In geometry, a vertex figure is most easily thought of as the cut surface exposed when a corner of a polytope is cut off in a certain way.

One kind of vertex figure is the polygon resulting when, taking a single vertex of a polyhedron, lines are drawn between the midpoints of all the edges through the vertex. If we slice through the corner following these lines, the vertex figure is exposed.

Taking the cube as an example, there are three edges through any one vertex. Three lines can be drawn between their midpoints, and the vertex figure is therefore a triangle. As the angles of the three faces meeting at a vertex are equal, the triangle is equilateral.
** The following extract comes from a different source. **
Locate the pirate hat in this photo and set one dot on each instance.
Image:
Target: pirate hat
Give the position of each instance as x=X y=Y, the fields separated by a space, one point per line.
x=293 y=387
Vertex figures can be generalised to higher dimensional polytopes, simply by noting that the vertex figure of an N-dimensional polytope is of dimension N-1. Thus, the vertex figure of both the hypercube and the 4-simplex are tetrahedra.

The vertex figure of a regular polytope is itself regular, and this is one of the two rules needed to categorise a regular polytope, the other being that it must have regular cells. This is easiest to see when writing Schläfli symbols describing the polytope, as for a polytope described by

{j,k,...,x,y},

both

{j,k,...,x}

and

{k,...,x,y}

must be regular polytopes.

Various kinds of vertex figure have been described, for various purposes. Rather than take the midpoint of each edge, one may wish to take points a unit distance along each edge, or even points the whole way along each edge, i.e. the adjacent vertices, and draw lines between those.

For regular and uniform (semi-regular) polytopes, these types of vertex figure are all flat, but for irregular polytopes such as toroids they are often skew.